Cannabis: le pari réussi pour une filière régulée et rentable

Khalil Essalak/Le360

Revue de presseEn deux ans, le Royaume a amorcé une transformation inédite: passer d’une culture clandestine du cannabis à une filière légale, encadrée et rentable. À travers une régulation stricte et un accompagnement des petits producteurs, le Royaume se positionne comme acteur pionnier en Afrique, et au-delà, dans le reste du monde. Cet article est une revue de presse tirée du quotidien Jeune Afrique.

Le 21/07/2025 à 18h05

En l’espace de deux ans, le Royaume s’est imposé comme pionnier de la régulation du cannabis dans la région MENA.

C’est ce que relève le magazine Jeune Afrique, dans un focus dédié à la filière.

Tout est parti de la décision de l’ONU, fin 2020, de reconnaître les usages médicaux et industriels du cannabis.

Dans la foulée, le Royaume a adopté la loi 13.21 en août 2021 et mis en place un arsenal réglementaire dès 2022.

Le texte définit neuf activités autorisées, de l’importation des semences à la commercialisation de produits finis, en passant par la création de pépinières et la transformation industrielle.

À la manœuvre, Mohamed El Guerrouj, ingénieur agronome et ancien gouverneur, qui dirige l’Agence nationale de réglementation des activités relatives au cannabis (ANRAC) depuis septembre 2022, poste confirmé en 2023.

La production reste strictement limitée aux trois provinces historiques du kif (Chefchaouen, Al Hoceïma et Taounat) et vise à intégrer les petits producteurs, longtemps marginalisés.

Dans ses thermes, la loi interdit d’ailleurs toute extension de la superficie cultivée afin de prévenir les dérives.

Pour cultiver légalement, un agriculteur doit prouver sa résidence locale, disposer d’un titre foncier ou d’un bail d’au moins cinq ans, et intégrer une coopérative liée à un opérateur industriel agréé.

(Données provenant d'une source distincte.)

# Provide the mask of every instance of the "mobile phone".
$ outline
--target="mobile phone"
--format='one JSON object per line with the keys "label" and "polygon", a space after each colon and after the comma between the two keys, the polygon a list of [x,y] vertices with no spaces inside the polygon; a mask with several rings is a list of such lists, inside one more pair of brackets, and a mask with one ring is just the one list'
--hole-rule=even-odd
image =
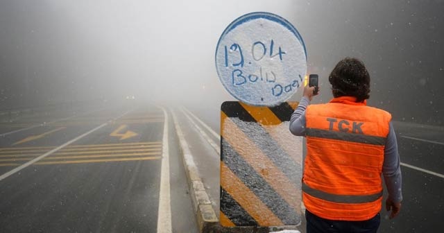
{"label": "mobile phone", "polygon": [[313,94],[318,94],[318,78],[317,74],[310,74],[310,76],[309,76],[308,86],[314,87]]}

L’idée: structurer la filière et protéger les cultivateurs d’éventuels abus. Le dispositif s’appuie sur un contrôle strict, explique Jeune Afrique. Semences certifiées, registres détaillés, drones de surveillance et géolocalisation de chaque parcelle…Tout y est.

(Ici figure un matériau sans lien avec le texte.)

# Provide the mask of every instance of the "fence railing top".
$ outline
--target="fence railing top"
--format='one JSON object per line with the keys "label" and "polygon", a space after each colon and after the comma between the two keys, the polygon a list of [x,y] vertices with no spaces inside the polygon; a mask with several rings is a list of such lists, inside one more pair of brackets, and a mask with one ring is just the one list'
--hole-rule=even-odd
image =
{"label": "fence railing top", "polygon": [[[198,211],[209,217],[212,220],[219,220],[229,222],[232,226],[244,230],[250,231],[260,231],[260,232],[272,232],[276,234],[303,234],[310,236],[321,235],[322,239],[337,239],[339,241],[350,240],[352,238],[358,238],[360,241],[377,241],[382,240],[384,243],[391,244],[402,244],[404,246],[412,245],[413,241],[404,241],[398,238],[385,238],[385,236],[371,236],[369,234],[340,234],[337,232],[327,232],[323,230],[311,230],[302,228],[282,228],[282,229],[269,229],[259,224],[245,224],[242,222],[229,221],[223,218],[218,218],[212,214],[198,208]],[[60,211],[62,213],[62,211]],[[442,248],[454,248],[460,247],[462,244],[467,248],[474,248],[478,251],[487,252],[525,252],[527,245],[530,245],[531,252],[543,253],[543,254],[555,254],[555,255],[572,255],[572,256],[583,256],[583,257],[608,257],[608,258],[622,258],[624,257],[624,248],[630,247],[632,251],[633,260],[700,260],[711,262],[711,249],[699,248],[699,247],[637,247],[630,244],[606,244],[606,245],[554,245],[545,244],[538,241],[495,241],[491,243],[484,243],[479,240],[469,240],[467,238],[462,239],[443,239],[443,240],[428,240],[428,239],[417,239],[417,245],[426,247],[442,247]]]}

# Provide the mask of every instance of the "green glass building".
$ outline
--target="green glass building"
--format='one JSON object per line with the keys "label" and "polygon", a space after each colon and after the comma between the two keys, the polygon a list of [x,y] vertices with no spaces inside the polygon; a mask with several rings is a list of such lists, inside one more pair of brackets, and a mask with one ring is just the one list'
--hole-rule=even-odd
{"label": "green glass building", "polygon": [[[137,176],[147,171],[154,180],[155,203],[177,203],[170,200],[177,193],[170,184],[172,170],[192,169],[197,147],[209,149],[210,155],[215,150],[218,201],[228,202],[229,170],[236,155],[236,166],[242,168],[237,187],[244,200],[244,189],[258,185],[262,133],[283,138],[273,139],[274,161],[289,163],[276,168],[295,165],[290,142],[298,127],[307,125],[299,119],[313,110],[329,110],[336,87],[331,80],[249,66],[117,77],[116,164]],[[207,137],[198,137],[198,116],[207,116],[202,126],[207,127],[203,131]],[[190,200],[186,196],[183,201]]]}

Près de 95% des procédures sont désormais digitalisées, de la graine au produit fini. Même le transport est sous haute surveillance avec véhicules équipés de GPS, trajets autorisés à l’avance et cargaisons saisies en cas d’infraction.

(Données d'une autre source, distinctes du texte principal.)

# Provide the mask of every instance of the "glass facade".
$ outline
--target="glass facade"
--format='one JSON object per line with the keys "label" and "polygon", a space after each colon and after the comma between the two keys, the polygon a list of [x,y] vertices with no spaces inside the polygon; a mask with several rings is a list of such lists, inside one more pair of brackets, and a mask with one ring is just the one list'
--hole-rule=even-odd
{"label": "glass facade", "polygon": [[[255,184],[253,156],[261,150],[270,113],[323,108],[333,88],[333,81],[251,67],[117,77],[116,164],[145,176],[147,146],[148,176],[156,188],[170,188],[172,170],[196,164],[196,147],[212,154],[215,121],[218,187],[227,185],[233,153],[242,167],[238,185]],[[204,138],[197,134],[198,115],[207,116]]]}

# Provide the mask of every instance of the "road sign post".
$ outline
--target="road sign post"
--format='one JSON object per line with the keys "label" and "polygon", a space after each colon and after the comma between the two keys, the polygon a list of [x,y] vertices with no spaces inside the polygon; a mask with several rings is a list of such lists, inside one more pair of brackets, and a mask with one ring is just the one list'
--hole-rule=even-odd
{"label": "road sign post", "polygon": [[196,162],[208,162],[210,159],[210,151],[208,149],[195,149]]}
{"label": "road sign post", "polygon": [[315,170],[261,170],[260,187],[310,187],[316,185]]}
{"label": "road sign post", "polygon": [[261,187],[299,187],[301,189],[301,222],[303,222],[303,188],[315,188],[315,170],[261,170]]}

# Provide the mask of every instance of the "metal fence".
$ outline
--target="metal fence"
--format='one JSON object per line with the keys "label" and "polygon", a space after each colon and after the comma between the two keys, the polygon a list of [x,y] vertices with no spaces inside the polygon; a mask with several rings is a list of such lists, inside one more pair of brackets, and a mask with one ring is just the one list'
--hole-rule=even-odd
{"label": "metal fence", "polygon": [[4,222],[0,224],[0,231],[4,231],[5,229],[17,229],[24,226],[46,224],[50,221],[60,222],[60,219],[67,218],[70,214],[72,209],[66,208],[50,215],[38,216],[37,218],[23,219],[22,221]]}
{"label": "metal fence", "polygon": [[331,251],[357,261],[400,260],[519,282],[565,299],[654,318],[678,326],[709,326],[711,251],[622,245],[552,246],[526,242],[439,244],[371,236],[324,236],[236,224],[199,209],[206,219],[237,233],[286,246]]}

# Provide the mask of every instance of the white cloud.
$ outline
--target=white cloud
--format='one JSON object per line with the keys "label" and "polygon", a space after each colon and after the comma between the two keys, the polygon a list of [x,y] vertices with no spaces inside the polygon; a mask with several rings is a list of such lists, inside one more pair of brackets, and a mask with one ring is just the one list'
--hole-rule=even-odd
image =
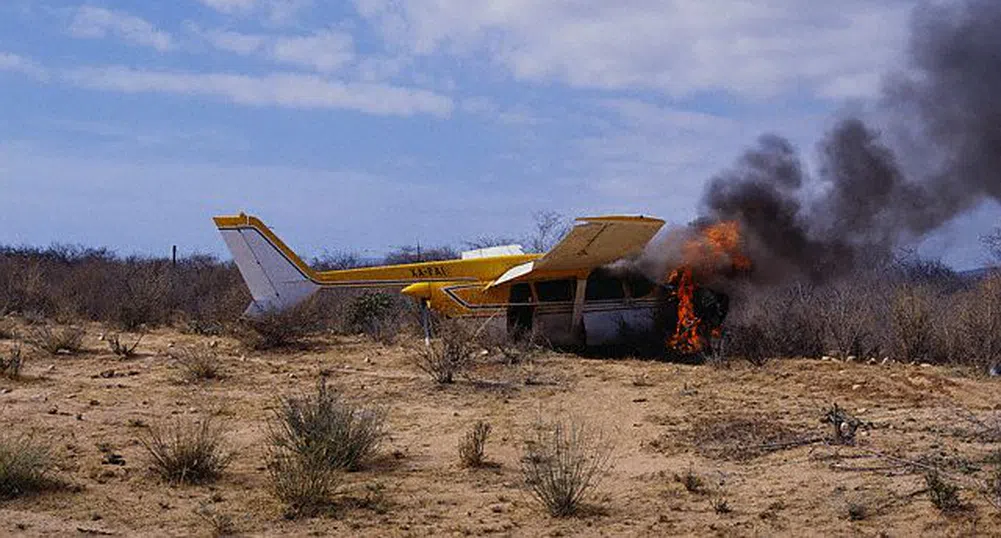
{"label": "white cloud", "polygon": [[312,5],[312,0],[197,0],[201,4],[227,15],[263,13],[272,24],[286,24]]}
{"label": "white cloud", "polygon": [[218,49],[242,55],[259,54],[278,63],[321,73],[333,72],[354,59],[351,35],[338,30],[320,30],[303,36],[195,31]]}
{"label": "white cloud", "polygon": [[673,96],[864,96],[903,46],[907,0],[355,0],[406,54],[485,54],[513,76]]}
{"label": "white cloud", "polygon": [[423,89],[340,82],[303,74],[250,76],[109,66],[72,69],[64,73],[64,78],[95,90],[199,95],[252,106],[337,108],[402,116],[447,116],[452,108],[448,97]]}
{"label": "white cloud", "polygon": [[257,0],[198,0],[198,2],[223,13],[250,11],[257,4]]}
{"label": "white cloud", "polygon": [[0,52],[0,71],[22,73],[39,80],[48,78],[48,72],[44,67],[28,58],[10,52]]}
{"label": "white cloud", "polygon": [[152,47],[159,51],[175,47],[170,34],[139,17],[94,6],[76,10],[69,32],[74,37],[101,39],[114,35],[126,42]]}

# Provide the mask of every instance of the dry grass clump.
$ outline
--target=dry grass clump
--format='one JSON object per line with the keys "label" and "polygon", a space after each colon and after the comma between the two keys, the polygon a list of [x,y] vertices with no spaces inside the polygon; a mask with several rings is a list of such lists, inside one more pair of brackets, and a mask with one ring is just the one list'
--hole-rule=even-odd
{"label": "dry grass clump", "polygon": [[699,421],[692,443],[705,456],[723,460],[750,460],[795,446],[802,437],[768,416],[727,416]]}
{"label": "dry grass clump", "polygon": [[577,514],[611,468],[612,447],[583,422],[539,423],[526,441],[522,475],[553,517]]}
{"label": "dry grass clump", "polygon": [[0,377],[7,379],[17,379],[21,376],[21,368],[24,367],[24,356],[21,355],[21,347],[15,345],[7,355],[0,355]]}
{"label": "dry grass clump", "polygon": [[131,344],[127,341],[122,340],[121,335],[114,334],[107,338],[108,348],[111,349],[111,353],[115,354],[122,359],[131,359],[135,357],[135,350],[139,348],[139,343],[142,342],[142,337],[145,336],[140,334]]}
{"label": "dry grass clump", "polygon": [[385,436],[383,410],[344,401],[322,378],[315,394],[281,398],[275,413],[272,445],[319,457],[331,469],[359,469]]}
{"label": "dry grass clump", "polygon": [[31,331],[30,342],[52,355],[76,354],[83,350],[83,330],[43,325]]}
{"label": "dry grass clump", "polygon": [[340,474],[326,465],[319,451],[302,453],[272,446],[267,471],[268,487],[285,505],[288,519],[312,517],[331,507],[341,482]]}
{"label": "dry grass clump", "polygon": [[202,484],[217,479],[233,458],[223,438],[223,430],[205,418],[174,423],[167,429],[150,428],[139,442],[149,454],[150,467],[163,480]]}
{"label": "dry grass clump", "polygon": [[53,489],[48,449],[29,437],[0,436],[0,500]]}
{"label": "dry grass clump", "polygon": [[240,320],[237,337],[254,350],[274,350],[302,346],[303,339],[320,329],[321,313],[316,300],[290,309],[271,309]]}
{"label": "dry grass clump", "polygon": [[490,435],[490,425],[476,421],[458,442],[458,460],[465,467],[482,467],[486,438]]}
{"label": "dry grass clump", "polygon": [[171,350],[170,357],[180,367],[184,379],[189,383],[222,379],[222,367],[215,352],[198,348],[181,348]]}
{"label": "dry grass clump", "polygon": [[468,329],[457,320],[438,324],[437,338],[416,357],[416,365],[435,383],[449,384],[472,366],[475,345]]}
{"label": "dry grass clump", "polygon": [[937,471],[925,473],[925,486],[928,488],[928,499],[940,511],[955,513],[965,508],[959,498],[959,486],[943,479]]}

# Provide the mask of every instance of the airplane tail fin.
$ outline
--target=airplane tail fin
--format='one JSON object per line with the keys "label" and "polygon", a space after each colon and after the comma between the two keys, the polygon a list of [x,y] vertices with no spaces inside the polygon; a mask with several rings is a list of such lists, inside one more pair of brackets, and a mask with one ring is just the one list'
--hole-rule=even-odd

L’industrie du cannabis marocain se développe sur deux axes, pharmaceutique et industriel.

Le taux de THC est limité à 1% (0,3 % pour les compléments alimentaires et zéro pour les cosmétiques).

Plusieurs produits marocains sont déjà commercialisés à l’international, et des recherches explorent de nouvelles applications, comme pour l’alimentation, le textile, la construction ou la plasturgie.

Seules les sociétés marocaines peuvent commercialiser ces produits, après validation d’un comité interministériel piloté par l’ANRAC. Les laboratoires, au nombre de sept, sont supervisés par l’Institut criminalistique de la gendarmerie pour garantir la conformité des lots exportés dans le reste du monde, notamment vers l’Europe et l’Amérique du Nord.

Avec des coûts de production maîtrisés (55.000 à 60.000 dirhams/hectare) et des prix garantis (75 dirhams/kg pour la plante verte, 50 dirhams/kg pour la sèche), la filière offre une alternative attractive au marché clandestin.

Chaque hectare génère en moyenne sept emplois permanents.

À Ketama, haut lieu historique de la culture du kif, la dynamique est éloquente, souligne Jeune Afrique.

De 25 hectares légaux en 2023, la superficie est passée à 1.200 hectares deux ans plus tard, impliquant 1.500 agriculteurs.

L’adhésion s’est accélérée après la grâce royale du 20 août 2024, qui a concerné plus de 4.800 personnes poursuivies ou condamnées pour culture illégale, écrit-on.

L’inclusion des femmes progresse aussi. Elles représentent aujourd’hui 8,2% des agriculteurs agréés.

La loi marocaine reste ferme: aucune tolérance pour l’usage dit «récréatif». «C’est même un gage de crédibilité pour notre filière médicale et industrielle», insiste Mohamed El Guerrouj, cité par le magazine.

Seule une utilisation thérapeutique, encadrée comme en Allemagne, pourrait exister dans des conditions strictes avec ordonnance médicale, suivi, production tracée et livraison contrôlée.

Mais, pour l’heure, aucun débat n’est engagé sur ce terrain dans le Royaume.